GitOps as a practice for releasing software has several advantages, but like all other solutions before it, has also several shortcomings. It seems that the honeymoon period is now over, and we can finally talk about the issues of GitOps (and the current generation of GitOps tools)
In the article we will see the following pain points of GitOps:
- GitOps covers only a subset of the software lifecycle
- Splitting CI and CD with GitOps is not straightforward
- GitOps doesn’t address promotion of releases between environments
- There is no standard practice for modeling multi-environment configurations
- GitOps breaks down with auto-scaling and dynamic resources
- There is no standard practice for GitOps rollbacks
- Observability for GitOps (and Git) is immature
- Auditing is problematic despite having all information in Git
- Running GitOps at scale is difficult
- GitOps and Helm do not always work well together
- Continuous Deployment and GitOps do not mix together
- There is no standard practice for managing secrets
This is the running theme of the current crop of GitOp tools. Even though GitOps (the methodology) has some interesting characteristics and selling points, the current GitOps tools focus only on the deployment part of an application and nothing else. They solve the “I want to put in my cluster what is described in Git” problem, but all other aspects of software development are NOT covered:
I am mentioning this because GitOps tools are sometimes marketed as the one-size-fits-all solution that will solve all your release problems and this is simply not true. First of all, GitOps requires that your deployment artifacts are already there. This means that tasks such as:
- Compiling code
- Running unit/integration tests
- Security scanning
- Static analysis
are not a concern of GitOps tools and are assumed to already be in place.

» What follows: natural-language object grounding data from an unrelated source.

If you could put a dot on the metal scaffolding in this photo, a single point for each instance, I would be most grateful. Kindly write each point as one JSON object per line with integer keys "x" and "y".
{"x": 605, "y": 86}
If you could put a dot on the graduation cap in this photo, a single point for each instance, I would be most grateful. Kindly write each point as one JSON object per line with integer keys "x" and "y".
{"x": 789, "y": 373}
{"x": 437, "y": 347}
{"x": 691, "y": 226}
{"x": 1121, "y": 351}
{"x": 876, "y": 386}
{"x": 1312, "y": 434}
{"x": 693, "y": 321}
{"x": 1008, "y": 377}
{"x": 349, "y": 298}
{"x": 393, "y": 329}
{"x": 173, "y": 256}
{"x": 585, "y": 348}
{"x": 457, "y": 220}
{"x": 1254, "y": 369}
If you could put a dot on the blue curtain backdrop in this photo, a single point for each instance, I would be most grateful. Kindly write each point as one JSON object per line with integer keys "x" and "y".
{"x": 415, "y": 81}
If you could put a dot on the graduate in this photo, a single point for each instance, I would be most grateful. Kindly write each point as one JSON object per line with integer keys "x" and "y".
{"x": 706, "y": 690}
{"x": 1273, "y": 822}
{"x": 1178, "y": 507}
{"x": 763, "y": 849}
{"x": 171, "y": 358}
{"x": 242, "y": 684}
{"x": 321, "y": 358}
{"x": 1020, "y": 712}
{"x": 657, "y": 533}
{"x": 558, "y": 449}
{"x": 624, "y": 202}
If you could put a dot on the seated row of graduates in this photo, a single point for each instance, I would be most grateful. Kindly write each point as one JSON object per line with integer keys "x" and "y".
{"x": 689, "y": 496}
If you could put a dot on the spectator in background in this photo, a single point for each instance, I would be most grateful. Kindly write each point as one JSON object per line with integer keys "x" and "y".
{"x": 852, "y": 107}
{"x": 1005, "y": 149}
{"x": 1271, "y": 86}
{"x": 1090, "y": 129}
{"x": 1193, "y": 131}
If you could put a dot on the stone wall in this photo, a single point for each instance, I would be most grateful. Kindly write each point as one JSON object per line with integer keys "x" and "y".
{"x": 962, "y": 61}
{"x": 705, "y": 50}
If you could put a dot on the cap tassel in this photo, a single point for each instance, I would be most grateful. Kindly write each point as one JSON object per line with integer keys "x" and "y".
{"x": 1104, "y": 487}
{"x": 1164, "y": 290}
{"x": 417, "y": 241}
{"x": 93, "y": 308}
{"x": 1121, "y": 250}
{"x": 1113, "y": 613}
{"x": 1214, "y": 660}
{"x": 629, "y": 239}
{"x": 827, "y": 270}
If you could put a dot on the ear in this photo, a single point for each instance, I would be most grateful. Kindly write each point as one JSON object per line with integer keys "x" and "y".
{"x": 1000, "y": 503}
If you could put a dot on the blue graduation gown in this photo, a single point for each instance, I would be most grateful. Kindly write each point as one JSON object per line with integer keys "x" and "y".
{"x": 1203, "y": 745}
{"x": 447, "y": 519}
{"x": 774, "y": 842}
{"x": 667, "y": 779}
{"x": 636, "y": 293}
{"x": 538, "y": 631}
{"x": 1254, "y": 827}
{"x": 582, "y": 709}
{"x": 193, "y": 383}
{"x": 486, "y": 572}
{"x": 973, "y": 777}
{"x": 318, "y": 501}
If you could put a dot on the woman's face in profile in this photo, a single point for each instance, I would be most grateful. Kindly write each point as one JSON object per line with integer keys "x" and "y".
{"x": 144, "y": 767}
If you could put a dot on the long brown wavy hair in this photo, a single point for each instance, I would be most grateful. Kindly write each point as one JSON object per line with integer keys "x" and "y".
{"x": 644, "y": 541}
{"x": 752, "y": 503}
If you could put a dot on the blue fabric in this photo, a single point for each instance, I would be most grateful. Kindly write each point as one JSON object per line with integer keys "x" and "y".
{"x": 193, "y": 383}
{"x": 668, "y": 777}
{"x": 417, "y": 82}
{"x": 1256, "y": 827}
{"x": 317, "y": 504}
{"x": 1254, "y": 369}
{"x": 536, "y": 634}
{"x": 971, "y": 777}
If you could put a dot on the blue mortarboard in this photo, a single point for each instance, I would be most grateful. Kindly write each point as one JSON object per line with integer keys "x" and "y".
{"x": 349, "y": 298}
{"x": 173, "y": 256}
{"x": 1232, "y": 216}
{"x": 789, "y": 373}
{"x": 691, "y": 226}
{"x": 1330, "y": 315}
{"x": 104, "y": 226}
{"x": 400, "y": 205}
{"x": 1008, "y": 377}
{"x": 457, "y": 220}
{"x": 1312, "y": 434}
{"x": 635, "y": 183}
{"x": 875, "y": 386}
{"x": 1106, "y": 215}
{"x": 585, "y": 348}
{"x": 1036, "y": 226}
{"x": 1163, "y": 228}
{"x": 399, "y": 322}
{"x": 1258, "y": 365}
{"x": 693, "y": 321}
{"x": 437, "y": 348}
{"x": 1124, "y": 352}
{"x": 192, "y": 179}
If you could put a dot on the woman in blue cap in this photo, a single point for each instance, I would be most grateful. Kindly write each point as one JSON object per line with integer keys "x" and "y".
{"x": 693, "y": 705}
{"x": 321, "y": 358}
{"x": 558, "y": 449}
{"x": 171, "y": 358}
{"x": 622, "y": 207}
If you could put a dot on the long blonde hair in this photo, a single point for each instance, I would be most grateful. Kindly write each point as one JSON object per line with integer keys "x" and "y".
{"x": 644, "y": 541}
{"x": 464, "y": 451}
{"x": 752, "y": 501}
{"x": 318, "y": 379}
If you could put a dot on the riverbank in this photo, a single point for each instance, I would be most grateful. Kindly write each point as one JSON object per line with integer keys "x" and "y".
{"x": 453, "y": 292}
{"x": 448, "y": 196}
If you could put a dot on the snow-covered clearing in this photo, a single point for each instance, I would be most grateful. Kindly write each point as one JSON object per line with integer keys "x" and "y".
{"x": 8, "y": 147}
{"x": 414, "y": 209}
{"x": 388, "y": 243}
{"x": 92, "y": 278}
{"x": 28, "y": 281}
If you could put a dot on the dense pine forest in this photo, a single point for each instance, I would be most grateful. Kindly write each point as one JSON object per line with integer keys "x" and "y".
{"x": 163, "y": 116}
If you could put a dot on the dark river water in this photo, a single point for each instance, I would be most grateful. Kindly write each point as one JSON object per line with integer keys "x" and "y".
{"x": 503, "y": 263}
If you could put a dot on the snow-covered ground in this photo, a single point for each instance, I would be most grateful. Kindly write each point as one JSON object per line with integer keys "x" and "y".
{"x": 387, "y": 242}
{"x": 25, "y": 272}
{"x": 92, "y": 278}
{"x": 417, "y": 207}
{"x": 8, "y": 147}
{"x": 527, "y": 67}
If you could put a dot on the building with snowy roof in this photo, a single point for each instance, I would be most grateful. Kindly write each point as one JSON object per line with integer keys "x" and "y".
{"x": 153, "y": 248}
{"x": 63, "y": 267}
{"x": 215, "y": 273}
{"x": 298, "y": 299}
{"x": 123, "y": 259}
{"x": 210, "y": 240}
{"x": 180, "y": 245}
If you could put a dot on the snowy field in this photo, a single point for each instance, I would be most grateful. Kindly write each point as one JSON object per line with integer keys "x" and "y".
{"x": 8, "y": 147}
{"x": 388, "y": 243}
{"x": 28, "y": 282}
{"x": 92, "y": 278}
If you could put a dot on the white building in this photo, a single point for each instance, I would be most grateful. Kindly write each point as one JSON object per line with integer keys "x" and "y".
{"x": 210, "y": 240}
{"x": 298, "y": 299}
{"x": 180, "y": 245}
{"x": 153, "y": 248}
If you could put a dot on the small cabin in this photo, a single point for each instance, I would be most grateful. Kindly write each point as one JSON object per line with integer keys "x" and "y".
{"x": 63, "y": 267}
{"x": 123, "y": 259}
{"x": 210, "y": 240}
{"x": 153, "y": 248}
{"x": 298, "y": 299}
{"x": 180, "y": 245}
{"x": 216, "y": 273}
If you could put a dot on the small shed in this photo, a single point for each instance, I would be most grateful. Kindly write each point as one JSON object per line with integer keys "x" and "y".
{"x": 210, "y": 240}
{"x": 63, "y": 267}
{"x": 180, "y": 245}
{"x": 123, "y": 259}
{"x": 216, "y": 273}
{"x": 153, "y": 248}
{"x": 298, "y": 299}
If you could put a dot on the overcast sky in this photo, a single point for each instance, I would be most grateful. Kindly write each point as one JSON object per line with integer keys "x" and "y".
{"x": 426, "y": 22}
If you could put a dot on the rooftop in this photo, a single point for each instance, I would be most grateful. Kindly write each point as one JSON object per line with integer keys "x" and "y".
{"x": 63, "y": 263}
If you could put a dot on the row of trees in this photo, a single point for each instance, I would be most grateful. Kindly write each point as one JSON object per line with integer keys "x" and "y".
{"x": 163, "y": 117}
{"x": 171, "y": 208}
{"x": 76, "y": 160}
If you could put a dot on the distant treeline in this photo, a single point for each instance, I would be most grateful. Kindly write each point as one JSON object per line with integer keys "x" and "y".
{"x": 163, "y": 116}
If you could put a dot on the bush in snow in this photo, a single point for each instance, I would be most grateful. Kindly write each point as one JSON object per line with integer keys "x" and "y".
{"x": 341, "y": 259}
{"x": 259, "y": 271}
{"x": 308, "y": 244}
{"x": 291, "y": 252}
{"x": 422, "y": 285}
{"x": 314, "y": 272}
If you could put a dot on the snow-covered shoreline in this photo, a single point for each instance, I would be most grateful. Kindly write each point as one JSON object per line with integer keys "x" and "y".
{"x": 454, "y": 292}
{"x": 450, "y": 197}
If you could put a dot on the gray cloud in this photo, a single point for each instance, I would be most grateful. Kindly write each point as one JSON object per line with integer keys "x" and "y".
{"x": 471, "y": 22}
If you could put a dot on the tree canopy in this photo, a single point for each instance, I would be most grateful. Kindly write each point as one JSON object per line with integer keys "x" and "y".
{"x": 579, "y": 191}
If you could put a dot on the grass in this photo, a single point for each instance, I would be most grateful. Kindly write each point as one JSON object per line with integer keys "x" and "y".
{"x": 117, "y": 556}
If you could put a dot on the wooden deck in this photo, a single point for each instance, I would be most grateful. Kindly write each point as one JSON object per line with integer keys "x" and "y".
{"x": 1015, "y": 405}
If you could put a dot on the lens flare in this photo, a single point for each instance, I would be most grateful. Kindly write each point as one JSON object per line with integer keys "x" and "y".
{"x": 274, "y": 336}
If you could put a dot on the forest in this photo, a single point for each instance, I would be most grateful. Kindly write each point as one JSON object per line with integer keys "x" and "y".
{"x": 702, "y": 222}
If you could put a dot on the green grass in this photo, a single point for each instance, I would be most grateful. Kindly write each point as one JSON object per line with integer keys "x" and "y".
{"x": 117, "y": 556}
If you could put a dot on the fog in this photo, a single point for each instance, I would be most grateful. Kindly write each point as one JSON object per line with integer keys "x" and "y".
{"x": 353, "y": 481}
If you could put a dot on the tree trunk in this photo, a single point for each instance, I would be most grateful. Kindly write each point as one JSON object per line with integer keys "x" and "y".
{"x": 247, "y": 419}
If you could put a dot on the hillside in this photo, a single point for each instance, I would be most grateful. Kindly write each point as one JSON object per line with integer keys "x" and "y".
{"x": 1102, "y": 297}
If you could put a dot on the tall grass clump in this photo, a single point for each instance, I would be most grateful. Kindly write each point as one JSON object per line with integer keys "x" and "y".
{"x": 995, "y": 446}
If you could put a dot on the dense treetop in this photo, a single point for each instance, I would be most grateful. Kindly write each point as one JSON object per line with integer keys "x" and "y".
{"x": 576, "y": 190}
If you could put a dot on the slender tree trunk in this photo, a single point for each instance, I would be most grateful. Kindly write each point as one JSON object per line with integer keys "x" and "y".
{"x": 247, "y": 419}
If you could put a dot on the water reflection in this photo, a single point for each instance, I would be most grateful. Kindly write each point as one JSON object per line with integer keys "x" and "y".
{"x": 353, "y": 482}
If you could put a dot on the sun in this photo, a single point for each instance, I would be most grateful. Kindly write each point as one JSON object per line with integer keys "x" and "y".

Even several deployment concerns (such as promotion between environments, secret handling, smoke testing) are conveniently left out of the GitOps paradigm, and teams that adopt GitOps need to create their own best practices for all aspects of software delivery.
Therefore you cannot simply “adopt a GitOps solution” and call it a day. GitOps is only part of your whole development strategy and you should make sure that all other processes and workflows are ready to work with GitOps.
GitOps has been heralded as a way to decouple CI from deployments. In the classic use of a CI/CD system, the last step in the pipeline is a deployment step.
With GitOps you can keep your CI process pristine (by just preparing a candidate release) and end it with a Git commit instead of a deployment. The Git commit is picked up by a deployment solution that monitors the Git repository and takes care of the actual deployment by pulling changes in your cluster (and thus making the cluster state the same as the Git state).
This scenario is great in theory and is certainly applicable to simple scenarios, but it quickly breaks down when it comes to advanced deployments adopted by big organizations.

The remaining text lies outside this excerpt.